Open source and power with Matt Mullenweg

Yup, I put the graphic back in

A couple of weeks ago, Automattic announced it had raised $300 million from Salesforce Ventures in a Series D round. In an interview with TechCrunch, Automattic founder and CEO Matt Mullenweg said:

“I think there’s potential to get to a similar market share as Android, which I believe now has 85% of all handsets. When you think about it, open source has a virtuous cycle of adoption, people building on the platform and more adoption.”

That comment kicked off a Twitter discussion between Matt and David Heinemeier Hansson about funding and tech monopolies. Then, in a rare example of Internet discourse taking a positive turn instead of devolving into a Godwin’s Law-fueled nightmare, Matt and David got on the phone to keep the debate going. We recorded their conversation and released it as the newest episode of the Rework podcast.

13 thoughts on “Open source and power with Matt Mullenweg

  1. It’s 100% wrong to illegally use the United Syndicate controlled Peanuts characters in marketing of your own products.

    Out of respect for the late Charles Schulz, and his family, I hope you’ll remove this illegally (and unethically) used graphic from your site.

    Personally, I think much less of Basecamp and Adam Stoddard for such a blatant copyright infringement of a character I enjoy, and an artist I revere.

    1. It is 100% hilarious to feel this strongly about copyright laws, and to comment with this level of anger and disrespect. Get over yourself, and maybe do a bit of research on where copyright laws come from and why they were never intended to stifle culture like this. Agree or disagree, you sound like a total jerk phrasing it this way.

    2. Tom, I read the comment that you submitted and am letting you know that I deleted it. I took your concerns seriously and removed the image. Now you are continuing ad hominem attacks against a colleague and that’s not okay. Please don’t comment here again.

    3. Nonsense. The use of Peanuts in this example was parody, not marketing, which is protected under the fair-use doctrine. The only thing blatant here is your overzealous invocation of copyright law without basis. Go worship at your shrine somewhere else, please.

  2. Wailan,

    And yet, there is the illegal image again. That ain’t parody people.

    I’ve contact United Features Syndicate, we’ll let them decide.

    I’ve already made up my mind about SvN and Basecamp.

  3. I own a company that reaches a million US Conservative voters a month, many of them business owners. Let’s let these business owners decide if they want to share their company’s data with a website that blatantly steals from others, and seems proud of it. (“Yup, I put the graphic back in”)

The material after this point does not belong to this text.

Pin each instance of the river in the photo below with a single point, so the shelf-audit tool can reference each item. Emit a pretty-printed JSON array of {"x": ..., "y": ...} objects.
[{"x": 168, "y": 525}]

    Let’s have some fun with this! You can delete all the comments here you want, because this is YOUR property. Mine, however…

    Good luck to you!

    1. Tom, was this how you imagined spending the beginning of October. Did you forget to say “Rabbit Rabbit!” first thing Tuesday morning.

  4. Watch this space:

    You’re about to be prominently featured for more than a week, in an editorial about socialism and how the theft of property is ‘justified’.

    One. million. people.

    1. Knock yourself out. If you want to equate the parody fair-use provision of copyright law as established and confirmed by US courts as socialism, well, that’s your gig. I’m just telling you that you look like a complete fool having a meltdown like this in public. I’m telling you this because I’ve had my own meltdowns in public, so I can empathize 😂.

      Let me know if you want us to do you a favor and scrub all these embarrassing comments. No hard feelings. Some times we all roll out of the wrong side of the bed, get cornered by an argument we didn’t think through, or just decide to use the internet the day we skip coffee.


  5. This was a very interesting discussion touching on a number of dynamics and perspectives that we wrestle with. As the creators of one of those other open-source CMS projects – – we constantly think about the power dynamics in our own community. We also have proprietary products so we experience the tensions on the other side of the fence as well. Looking forward to hearing the follow-up discussion on funding with Matt.